The Infinite Loop Designed to Break the Data Mining Market

An endless loop of fake data.

Jul 29 2015, 11:00am

The internet is a big, dark monetization machine. People log in, share some memes, and money shoots out of a wormhole-like vortex on the other end. In the middle are data brokers, businesses that collect and buy your data in order to resell it to other companies.

It's a neat little system, and now, a group of three New York-based tech developers say they've created a program called Data Arbitrage to destroy it.

You probably don't know who the data brokers buying and selling your information are, and penetrating the industry's veil of secrecy has been the focus of many a research project and government report. Some startups like Datacoup have tried to make the process of data brokerage more transparent, however, letting customers sell their own data and receive a cut of the revenue.

But what if the very idea of willingly turning the details of your shopping or entertainment habits into cash is untenable even if you get a cut?

Enter Data Arbitrage. The program automatically sells users' social media data to brokers and then uses the resulting funds to buy fake accounts, which in turn provide more data to sell. A bot called "ArbiBot" lives on the user's computer and generates posts from the fake accounts. The goal is to eventually generate so much noisy, fake data that the whole enterprise of data brokerage is rendered completely useless.

"So far we have it running on Twitter, Instagram, and Facebook," a Data Arbitrage spokesperson, who asked to remain anonymous for legal concerns (at least until the program is released to the public on August 4th), told me in an email. "We plan to branch out to other social media sites a such as Google+ and LinkedIn. We are also interested in diluting credit card information, which we are on track to accomplish in the coming months."

"I think they are definitely tapping into a visceral feeling that a lot of people have about the data economy"

Until the launch date, it's unclear how well Data Arbitrage works; the developers would not give me a copy of the program, and making an appreciable impact will likely depend on actually building up a user base of people willing to give up their data to the scheme. But similar projects already do exist. Google Will Eat Itself, for example, seeks to buy Google out slowly by serving Google ads on a network of secret sites and using the resulting cash to buy Google shares.

The core concept in both cases is "arbitrage," a financial term that refers to taking advantage of a price imbalance in two different markets. The money earned from selling data is used to buy tons of fake accounts, which are easy to make and cheap as dirt. It's a proven concept in the world of finance, but for data, the question remains: will it work?

"I think it's safe to assume that social media bots denigrate the overall quality of mined and brokered data," said Matt Hogan, a spokesperson for Datacoup. However, Hogan said, social media profiles are just one avenue for data creation and collection by brokers; simply browsing the web is another.

"If Data Arbitrage is just focused on social data, it may not have the disruptive effect that they hope, but who knows?" Hogan said. "I think they are definitely tapping into a visceral feeling that a lot of people have about the data economy."

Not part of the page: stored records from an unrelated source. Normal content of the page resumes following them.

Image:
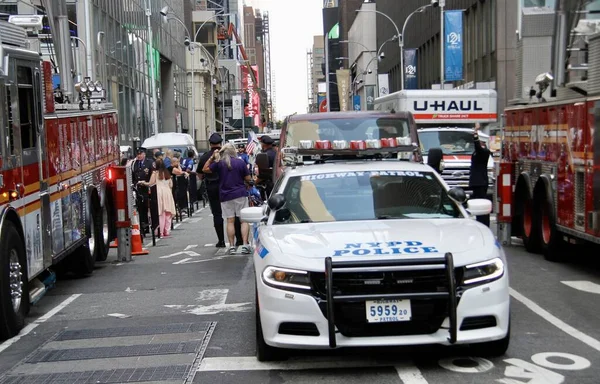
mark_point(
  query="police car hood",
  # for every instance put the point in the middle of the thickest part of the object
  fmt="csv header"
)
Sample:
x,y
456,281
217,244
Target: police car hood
x,y
309,244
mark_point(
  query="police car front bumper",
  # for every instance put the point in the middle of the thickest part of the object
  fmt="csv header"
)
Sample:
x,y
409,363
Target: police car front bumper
x,y
280,308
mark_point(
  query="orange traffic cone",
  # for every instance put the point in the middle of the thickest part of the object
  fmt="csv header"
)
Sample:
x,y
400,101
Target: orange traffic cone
x,y
136,237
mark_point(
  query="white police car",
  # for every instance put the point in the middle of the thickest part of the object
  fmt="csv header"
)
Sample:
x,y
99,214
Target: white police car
x,y
375,253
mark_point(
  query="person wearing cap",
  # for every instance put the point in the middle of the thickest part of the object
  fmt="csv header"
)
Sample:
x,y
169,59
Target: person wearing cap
x,y
212,190
142,171
478,176
267,147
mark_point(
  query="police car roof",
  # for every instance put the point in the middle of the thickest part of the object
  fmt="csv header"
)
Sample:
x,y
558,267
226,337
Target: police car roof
x,y
366,165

When I asked Data Arbitrage's anonymous spokesperson where the data generated through the program will be sold, the spokesperson refused to answer on the grounds that the group fears being shut down. This concern may be justified, since Hogan told me that Datacoup seeks out fake and duplicate accounts and removes them from their system.

Data Arbitrage appears ready for a war of attrition with data brokers, and the spokesperson told me they will keep working on making ArbiBot more advanced in order to slip past brokers. Of data brokers' reaction to the system, the spokesperson said, "We expect them to fight back."